The horizon, a datum once thought to be absolutely flat, universally horizontal and level to a legal standard is now betrayed by what will later be understood to exhibit the faint attributes of curvature. Horizons were then and are now understood as an abiding fact of life. But they were then as now also known to be difficult. How amazing and destabilizing this curvature in its enveloping grandness must have seemed to this lookout! Horizons exist as a seeming fact before our eyes and yet are beyond our touch. Being beyond our touch, horizons abstract from us. They are abstraction in fact, seen as plain as the day and just as impossible to verify. While drawn with mathematical certainty, abstractions, like horizons are simultaneously about distance, a remoteness from observational data. We are drawn by them and to them, peril be dammed.

Conjecture is an opinion or conclusion formed on the basis of the horizon of incomplete information. There's no doubt that conjecture was a capacity exercised since the apes descended from trees, but there must have been a first moment -or a succession of faltering moments unto success- when conclusions were formed about a world whose scale extended past the immediate vicinity, towards a wider and even more absolute universe. Our five senses forms our experience. Much of the world lies beyond our immediate reach and in response, we create a model of it in our minds. With this model, we make predictions and our experience either confirms or falsifies our mental model. Our minds are architectures of conjecture, extrapolated cities and empires of inference and postulation.

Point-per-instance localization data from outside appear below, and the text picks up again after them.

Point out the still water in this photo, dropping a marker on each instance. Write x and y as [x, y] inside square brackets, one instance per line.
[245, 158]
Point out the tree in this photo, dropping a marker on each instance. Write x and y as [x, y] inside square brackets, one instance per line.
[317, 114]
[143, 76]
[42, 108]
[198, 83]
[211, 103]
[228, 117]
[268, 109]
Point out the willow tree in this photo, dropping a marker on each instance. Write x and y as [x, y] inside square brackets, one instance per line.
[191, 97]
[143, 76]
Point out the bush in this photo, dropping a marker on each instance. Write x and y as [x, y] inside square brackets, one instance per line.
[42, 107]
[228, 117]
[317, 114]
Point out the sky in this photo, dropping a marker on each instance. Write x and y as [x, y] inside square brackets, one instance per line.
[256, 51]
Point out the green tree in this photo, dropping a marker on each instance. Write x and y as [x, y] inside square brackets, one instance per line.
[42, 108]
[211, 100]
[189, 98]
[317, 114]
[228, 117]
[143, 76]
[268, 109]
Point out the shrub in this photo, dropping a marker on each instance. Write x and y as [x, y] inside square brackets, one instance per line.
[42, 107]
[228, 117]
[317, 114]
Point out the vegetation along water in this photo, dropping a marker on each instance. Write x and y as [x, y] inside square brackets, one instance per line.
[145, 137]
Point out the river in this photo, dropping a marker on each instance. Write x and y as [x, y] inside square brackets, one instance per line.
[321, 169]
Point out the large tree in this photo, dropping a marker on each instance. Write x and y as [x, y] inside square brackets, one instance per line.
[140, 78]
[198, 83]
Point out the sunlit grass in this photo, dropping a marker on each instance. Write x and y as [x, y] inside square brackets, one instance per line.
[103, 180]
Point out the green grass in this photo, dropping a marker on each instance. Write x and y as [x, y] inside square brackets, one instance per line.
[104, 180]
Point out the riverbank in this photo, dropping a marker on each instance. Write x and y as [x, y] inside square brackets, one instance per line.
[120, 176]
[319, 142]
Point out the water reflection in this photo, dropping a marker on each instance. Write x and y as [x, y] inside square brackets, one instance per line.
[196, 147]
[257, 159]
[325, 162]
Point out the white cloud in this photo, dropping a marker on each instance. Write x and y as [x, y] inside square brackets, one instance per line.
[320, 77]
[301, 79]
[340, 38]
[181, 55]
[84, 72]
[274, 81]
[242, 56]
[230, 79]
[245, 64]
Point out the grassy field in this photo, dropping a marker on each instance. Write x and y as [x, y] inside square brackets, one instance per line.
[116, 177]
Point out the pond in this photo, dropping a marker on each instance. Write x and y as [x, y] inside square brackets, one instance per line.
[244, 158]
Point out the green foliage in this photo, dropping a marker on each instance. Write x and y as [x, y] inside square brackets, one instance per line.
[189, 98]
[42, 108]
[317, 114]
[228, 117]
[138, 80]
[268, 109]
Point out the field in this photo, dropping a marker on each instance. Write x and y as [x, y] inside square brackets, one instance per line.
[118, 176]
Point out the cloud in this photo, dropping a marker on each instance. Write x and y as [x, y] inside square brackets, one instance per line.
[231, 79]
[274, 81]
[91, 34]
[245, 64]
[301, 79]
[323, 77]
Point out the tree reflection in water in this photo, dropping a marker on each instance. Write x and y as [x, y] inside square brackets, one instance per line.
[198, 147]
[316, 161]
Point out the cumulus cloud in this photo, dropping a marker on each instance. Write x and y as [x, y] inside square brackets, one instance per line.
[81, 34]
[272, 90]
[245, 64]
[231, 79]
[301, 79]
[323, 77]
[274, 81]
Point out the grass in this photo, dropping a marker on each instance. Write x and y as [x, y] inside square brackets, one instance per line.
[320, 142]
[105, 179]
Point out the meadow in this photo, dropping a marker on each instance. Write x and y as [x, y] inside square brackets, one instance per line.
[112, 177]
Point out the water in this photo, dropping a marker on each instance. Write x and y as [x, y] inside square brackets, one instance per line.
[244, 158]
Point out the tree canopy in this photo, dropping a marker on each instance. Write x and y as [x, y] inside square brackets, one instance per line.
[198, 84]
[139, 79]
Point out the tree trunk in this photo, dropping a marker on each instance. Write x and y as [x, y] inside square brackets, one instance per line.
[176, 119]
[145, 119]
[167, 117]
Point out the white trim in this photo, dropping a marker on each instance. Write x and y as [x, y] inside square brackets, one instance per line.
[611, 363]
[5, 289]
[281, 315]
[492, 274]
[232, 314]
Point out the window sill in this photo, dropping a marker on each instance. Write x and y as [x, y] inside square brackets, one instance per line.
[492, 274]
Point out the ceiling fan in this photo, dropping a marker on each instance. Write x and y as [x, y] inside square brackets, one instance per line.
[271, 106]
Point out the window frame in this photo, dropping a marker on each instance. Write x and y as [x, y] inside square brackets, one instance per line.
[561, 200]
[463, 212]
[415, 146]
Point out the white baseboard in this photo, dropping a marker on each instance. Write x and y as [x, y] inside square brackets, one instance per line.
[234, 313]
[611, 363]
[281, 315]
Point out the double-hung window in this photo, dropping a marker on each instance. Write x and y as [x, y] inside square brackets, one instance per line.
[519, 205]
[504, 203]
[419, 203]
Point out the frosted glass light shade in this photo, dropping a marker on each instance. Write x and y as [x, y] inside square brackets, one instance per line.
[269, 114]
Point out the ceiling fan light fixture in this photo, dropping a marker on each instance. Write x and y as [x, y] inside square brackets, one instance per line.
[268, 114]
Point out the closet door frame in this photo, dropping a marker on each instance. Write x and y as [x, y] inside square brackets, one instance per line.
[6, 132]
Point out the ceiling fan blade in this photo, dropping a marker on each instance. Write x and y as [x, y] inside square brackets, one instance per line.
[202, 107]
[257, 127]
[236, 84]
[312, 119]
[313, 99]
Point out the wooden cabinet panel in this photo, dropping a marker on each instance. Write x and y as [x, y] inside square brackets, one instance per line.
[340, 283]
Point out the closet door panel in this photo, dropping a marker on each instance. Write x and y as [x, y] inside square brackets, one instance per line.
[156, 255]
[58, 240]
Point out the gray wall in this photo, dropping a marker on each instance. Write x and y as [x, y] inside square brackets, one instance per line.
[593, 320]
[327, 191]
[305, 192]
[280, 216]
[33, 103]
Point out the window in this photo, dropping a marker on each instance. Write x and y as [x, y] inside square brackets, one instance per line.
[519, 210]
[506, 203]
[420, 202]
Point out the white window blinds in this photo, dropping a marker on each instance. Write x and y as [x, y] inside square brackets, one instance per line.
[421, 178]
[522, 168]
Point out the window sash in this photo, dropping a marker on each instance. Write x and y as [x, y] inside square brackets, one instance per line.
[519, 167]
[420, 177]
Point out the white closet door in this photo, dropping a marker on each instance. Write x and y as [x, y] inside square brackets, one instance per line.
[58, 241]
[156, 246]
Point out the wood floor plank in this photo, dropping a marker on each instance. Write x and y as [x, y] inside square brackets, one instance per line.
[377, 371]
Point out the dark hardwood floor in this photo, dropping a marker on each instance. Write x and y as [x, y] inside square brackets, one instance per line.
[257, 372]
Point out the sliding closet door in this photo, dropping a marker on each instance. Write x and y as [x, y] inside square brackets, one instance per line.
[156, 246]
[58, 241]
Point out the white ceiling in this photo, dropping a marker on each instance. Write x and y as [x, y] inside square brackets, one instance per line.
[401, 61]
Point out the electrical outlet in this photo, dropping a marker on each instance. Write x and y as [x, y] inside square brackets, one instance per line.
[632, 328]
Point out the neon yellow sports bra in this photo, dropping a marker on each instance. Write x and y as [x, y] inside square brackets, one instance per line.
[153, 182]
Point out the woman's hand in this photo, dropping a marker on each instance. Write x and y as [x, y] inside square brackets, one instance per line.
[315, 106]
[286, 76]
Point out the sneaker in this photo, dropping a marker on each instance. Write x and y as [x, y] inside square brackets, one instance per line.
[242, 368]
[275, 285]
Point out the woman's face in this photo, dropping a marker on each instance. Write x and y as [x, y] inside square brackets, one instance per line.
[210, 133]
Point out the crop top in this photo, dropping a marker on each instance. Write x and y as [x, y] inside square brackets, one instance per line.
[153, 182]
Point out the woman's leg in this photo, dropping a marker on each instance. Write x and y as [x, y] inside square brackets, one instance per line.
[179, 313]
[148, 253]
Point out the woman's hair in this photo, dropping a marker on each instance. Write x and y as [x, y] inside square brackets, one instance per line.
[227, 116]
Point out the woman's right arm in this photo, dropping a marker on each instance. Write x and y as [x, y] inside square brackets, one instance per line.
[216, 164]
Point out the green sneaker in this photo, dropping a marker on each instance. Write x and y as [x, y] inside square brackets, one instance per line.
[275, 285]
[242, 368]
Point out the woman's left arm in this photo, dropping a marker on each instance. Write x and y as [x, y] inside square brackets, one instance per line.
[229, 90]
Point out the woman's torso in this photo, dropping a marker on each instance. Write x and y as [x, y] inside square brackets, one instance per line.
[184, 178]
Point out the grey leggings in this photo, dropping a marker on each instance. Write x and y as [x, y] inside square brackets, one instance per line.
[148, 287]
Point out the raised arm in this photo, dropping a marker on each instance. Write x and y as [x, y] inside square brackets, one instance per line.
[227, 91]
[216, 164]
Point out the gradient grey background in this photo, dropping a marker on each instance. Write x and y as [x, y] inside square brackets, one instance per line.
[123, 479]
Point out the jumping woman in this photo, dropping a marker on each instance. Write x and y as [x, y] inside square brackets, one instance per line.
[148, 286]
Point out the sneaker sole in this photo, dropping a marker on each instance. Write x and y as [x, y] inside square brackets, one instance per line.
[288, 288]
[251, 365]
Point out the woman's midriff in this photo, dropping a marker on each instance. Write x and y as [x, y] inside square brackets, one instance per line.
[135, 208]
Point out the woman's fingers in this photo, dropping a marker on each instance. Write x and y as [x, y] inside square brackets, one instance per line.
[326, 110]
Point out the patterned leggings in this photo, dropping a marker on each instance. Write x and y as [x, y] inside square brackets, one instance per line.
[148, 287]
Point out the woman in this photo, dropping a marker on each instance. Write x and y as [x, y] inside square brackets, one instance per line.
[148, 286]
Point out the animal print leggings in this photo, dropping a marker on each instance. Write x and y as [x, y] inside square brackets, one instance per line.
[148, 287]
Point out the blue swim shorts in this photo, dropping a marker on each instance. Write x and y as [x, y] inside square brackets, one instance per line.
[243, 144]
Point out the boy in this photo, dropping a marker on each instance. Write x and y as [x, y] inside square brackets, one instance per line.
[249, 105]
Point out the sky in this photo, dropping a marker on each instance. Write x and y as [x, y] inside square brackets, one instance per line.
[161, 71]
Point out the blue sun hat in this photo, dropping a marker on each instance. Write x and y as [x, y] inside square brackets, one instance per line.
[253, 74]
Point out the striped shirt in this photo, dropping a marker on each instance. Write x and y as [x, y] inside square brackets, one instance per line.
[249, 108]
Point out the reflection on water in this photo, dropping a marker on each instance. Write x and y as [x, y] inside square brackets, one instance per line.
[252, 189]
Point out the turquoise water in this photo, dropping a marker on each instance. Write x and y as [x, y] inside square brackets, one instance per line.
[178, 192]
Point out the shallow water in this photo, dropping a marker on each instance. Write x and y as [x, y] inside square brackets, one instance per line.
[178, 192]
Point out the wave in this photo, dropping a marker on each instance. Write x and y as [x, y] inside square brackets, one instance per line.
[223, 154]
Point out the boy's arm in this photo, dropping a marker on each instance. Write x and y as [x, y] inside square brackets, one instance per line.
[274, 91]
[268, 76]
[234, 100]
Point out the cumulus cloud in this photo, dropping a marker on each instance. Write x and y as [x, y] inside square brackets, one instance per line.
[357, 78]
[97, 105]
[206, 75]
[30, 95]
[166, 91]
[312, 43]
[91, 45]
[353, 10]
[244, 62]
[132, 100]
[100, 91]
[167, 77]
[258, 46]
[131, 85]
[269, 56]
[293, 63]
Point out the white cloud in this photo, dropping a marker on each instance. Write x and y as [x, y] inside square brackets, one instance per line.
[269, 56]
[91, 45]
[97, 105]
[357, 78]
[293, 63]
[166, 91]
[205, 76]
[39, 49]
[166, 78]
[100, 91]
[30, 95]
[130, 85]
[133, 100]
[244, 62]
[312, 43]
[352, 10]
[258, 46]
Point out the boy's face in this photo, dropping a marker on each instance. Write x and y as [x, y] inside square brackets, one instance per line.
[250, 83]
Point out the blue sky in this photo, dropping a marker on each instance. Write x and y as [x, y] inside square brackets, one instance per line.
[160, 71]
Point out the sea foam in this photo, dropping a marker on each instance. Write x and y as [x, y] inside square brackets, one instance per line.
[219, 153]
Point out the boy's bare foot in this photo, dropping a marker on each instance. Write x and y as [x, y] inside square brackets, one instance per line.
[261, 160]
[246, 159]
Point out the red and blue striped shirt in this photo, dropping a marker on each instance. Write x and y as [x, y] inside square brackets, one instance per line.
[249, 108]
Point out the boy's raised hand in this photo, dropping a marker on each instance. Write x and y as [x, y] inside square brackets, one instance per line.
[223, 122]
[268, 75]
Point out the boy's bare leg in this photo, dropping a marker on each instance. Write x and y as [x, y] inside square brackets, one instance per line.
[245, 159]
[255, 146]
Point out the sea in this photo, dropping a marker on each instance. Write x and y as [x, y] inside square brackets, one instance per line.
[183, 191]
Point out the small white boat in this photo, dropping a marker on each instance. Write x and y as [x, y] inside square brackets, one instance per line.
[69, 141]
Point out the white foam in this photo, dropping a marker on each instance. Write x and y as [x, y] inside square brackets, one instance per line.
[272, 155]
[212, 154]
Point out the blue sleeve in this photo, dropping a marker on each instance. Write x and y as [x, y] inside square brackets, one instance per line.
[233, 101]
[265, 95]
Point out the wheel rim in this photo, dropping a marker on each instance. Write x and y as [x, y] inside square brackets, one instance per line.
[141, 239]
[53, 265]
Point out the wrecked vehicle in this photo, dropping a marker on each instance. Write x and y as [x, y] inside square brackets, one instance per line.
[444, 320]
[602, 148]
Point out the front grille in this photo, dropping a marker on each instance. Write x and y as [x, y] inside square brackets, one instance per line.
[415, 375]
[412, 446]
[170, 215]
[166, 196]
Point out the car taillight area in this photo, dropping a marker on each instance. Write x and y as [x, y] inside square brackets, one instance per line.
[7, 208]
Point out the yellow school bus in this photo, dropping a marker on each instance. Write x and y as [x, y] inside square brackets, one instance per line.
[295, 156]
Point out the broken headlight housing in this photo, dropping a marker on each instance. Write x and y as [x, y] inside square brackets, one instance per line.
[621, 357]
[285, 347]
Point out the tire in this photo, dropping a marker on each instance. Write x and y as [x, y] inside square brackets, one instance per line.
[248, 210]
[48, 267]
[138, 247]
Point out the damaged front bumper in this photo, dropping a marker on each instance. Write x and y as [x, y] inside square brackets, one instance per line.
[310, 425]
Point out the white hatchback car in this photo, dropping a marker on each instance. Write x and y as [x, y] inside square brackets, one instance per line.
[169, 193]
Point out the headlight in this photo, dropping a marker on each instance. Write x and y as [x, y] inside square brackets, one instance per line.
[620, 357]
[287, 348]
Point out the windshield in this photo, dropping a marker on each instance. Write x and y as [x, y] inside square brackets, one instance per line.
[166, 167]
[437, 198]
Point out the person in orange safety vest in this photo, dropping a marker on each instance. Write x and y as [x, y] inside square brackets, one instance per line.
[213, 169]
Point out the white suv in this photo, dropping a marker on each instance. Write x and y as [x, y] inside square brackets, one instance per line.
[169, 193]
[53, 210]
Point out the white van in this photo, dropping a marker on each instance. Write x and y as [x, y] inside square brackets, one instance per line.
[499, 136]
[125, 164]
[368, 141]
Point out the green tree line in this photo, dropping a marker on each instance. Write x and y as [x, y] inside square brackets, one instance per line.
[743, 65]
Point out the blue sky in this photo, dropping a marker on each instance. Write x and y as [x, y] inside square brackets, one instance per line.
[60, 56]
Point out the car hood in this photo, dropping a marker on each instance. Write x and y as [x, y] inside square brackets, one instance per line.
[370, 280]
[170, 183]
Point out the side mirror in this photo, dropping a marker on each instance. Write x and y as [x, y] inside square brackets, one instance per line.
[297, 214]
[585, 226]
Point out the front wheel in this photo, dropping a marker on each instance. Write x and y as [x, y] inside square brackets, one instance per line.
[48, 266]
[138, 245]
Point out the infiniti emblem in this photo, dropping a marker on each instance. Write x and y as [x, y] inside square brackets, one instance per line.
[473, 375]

A lifetime ago I was a sailor. It was the US Navy, my ship was a warship. It was first built as a destroyer leader that was renominated as a cruiser at the last minute when Washington decided to install a nuclear reactor as the power plant. In a crew of 500, my rate was an Operations Specialist in the Combat Information Center (CIC), a room behind he bridge kept dark and cold, the better to see and operate the radar screens and computer monitors. Sound powered phones connected the network of people responsible for reporting and processing this information and in the chain were the ship's lookouts: forward, port, starboard, amidships and aft. We charted our position at sea, projected our journey and looked out for ships and aircraft in our environment, we designated each of them as either friendly, unknown or hostile. A compass rose centered relative to the ship was the reference for the bearing provided to the contacts, their disposition and a range, course and speed were estimated and updated minute to minute. In the darkness of CIC was constructed an image, a model of the world. A chain of command was the conduit for the interpretation of this model and information flowed fast and free in both directions. The representation was tentative, subject to revision from moment to moment.

We drew the world, in pencil on glowing screens, on tracing paper lit above and below, as vector graphics in computer monitors. Bearing and range established points in space. Updated information revealed which points were stationary and thus features of the earth and which were features of mankind in movement. Bit by bit and byte by byte, movement revealed intention. The world forever evaded us and we employed architectonics of abstraction upon abstraction to create a facsimile of it, to draw it closer to us, even or especially as it fled our grasp.